Chechen leader Ramzan Kadyrov outlined the details of the operation to retrieve the family in a post on his official Instagram account.
"Another operation to save Russian citizens from Syria and Iraq was successful," Kadyrov wrote. "On Friday night, an airplane flying from Istanbul, Turkey landed at the Grozny airport. Among the passengers were two young natives of Chechnya, ten-year-old Islam and eight-year-old Tanzila. They had been taken to war-torn Syria by their father, who joined the ranks of the Daesh terrorists in 2015. This criminal recklessness could well have cost the children their lives…By the will of Allah, our efforts were crowned with success, and the children were returned to their homeland. They are now completely safe."

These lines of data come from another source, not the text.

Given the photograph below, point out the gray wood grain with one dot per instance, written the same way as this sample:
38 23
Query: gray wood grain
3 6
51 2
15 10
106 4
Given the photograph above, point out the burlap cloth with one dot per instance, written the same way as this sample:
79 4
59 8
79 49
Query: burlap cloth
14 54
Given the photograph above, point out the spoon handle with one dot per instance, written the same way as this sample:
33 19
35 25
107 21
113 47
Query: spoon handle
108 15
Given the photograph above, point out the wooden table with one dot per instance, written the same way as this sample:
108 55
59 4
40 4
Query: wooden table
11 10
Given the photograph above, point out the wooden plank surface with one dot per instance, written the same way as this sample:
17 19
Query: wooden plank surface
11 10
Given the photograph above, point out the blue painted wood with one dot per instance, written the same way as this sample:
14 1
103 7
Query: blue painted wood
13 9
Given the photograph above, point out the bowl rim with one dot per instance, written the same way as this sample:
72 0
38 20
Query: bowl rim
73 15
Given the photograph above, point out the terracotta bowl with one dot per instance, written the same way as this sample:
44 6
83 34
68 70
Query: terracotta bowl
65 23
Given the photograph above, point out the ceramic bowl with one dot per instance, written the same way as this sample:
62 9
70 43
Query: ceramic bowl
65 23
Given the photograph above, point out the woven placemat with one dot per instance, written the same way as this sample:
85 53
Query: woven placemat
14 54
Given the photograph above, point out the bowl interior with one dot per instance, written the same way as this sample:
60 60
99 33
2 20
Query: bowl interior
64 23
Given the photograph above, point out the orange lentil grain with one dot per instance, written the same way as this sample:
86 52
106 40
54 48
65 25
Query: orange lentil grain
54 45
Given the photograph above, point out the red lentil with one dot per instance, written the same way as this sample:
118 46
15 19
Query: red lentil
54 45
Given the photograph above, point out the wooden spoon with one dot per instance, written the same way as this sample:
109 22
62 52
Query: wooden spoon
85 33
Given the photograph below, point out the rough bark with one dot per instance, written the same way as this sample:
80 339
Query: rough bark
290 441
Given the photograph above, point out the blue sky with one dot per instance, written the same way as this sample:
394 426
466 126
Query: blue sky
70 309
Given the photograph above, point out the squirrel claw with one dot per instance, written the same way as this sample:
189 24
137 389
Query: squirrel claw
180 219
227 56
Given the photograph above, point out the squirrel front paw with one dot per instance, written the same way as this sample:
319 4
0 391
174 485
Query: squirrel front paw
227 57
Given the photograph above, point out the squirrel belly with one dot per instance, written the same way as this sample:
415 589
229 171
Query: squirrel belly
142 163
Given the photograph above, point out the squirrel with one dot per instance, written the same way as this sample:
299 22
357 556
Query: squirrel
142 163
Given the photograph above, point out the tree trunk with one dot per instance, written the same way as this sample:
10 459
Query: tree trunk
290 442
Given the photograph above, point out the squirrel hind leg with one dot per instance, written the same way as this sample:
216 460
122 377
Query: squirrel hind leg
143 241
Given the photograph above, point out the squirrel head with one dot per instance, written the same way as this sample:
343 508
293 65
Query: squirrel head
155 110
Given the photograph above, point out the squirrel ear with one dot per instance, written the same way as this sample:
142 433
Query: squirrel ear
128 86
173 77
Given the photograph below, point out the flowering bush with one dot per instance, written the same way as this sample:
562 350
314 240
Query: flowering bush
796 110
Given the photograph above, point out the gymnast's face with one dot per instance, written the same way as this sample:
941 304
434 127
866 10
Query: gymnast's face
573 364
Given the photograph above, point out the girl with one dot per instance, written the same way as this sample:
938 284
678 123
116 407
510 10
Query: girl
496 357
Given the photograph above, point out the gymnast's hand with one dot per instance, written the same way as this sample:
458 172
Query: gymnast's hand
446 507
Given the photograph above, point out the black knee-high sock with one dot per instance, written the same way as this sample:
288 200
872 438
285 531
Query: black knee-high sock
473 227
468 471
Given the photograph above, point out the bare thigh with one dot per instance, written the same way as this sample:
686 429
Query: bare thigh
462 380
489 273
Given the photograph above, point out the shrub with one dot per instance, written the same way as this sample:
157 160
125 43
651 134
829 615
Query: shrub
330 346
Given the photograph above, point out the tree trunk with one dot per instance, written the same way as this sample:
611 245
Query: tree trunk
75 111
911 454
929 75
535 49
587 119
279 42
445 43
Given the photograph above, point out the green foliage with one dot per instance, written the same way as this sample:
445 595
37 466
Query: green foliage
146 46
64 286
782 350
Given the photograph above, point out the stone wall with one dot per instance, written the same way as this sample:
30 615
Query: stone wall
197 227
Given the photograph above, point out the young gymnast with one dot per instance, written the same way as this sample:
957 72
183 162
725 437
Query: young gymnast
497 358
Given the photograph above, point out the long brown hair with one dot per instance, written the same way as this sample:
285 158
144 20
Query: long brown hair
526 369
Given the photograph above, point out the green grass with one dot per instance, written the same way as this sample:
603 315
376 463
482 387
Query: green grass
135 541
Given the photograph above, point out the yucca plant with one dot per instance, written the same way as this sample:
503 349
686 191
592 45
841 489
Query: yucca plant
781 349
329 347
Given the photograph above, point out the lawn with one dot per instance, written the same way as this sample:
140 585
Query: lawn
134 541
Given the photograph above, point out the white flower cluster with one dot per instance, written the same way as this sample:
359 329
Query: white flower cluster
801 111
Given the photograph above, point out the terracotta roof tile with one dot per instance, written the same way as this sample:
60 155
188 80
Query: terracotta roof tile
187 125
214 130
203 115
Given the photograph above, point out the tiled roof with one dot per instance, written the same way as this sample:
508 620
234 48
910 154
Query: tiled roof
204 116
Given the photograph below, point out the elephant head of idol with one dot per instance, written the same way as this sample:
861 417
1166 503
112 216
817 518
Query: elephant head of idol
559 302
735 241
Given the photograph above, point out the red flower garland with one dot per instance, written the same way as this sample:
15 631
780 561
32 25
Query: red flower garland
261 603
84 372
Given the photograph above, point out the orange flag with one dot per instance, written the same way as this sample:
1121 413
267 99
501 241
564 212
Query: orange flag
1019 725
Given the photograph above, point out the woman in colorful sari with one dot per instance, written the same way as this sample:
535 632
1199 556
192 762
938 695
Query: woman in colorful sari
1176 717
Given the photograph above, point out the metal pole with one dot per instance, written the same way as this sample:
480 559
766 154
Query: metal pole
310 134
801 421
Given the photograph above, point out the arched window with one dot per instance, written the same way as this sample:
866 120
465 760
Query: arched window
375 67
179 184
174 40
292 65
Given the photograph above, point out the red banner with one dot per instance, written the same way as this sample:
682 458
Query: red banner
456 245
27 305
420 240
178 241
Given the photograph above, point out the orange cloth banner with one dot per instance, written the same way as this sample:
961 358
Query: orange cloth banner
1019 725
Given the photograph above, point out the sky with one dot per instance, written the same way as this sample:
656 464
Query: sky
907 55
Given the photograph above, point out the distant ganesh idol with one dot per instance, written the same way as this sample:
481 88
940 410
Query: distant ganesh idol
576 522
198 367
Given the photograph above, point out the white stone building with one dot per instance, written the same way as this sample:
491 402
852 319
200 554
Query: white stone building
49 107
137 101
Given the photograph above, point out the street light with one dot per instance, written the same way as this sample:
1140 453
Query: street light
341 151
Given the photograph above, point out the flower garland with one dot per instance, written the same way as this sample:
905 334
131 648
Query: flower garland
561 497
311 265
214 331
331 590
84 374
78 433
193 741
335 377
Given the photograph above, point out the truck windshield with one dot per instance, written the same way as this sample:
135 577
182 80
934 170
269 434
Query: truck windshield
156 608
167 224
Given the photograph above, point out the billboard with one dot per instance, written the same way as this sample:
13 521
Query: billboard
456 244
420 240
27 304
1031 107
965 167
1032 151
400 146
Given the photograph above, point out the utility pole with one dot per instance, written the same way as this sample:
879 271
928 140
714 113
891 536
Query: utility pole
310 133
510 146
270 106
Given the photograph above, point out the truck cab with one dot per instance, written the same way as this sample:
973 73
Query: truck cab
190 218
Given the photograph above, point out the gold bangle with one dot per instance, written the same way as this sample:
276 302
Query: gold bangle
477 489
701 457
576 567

Kadyrov thanked President Putin and everyone else involved in the ongoing effort to rescue children from the former Daesh-held territories. "We have repeatedly said that our work will continue until all our innocent compatriots who are in trouble in Syria or Iraq are saved," he stressed.
The Chechen-backed rescue effort began in August, after Kadyrov was made aware of a report by RT from a Baghdad children's shelter featuring Russian children whose parents had joined Daesh and then abandoned their kin after Mosul was liberated by the Iraqi army. Reposting the report on his Instagram account in hopes of finding the children's relatives, Kadyrov met with success, and five-year old boy Bilal was safely returned to his mother.
In 2014 and 2015, at the height of the so-called Daesh caliphate's power, Islamists from at least 86 countries traveled to Syria and Iraq to join the terrorists, often taking unwilling family members with them. Earlier this year, President Putin estimated, citing intelligence reports, that at least 4,000 Russians and another 5,000 citizens of former Soviet republics were fighting in Daesh's ranks.
The Russian security services have been engaged in a comprehensive campaign to track and arrest returning jihadists, and to uncover Daesh plots inside the country. On Friday, the Federal Security Service foiled a terror plot by a Daesh affiliate in St. Petersburg, detaining 7 terror plotters who planned to carry out several terrorist attacks across the city.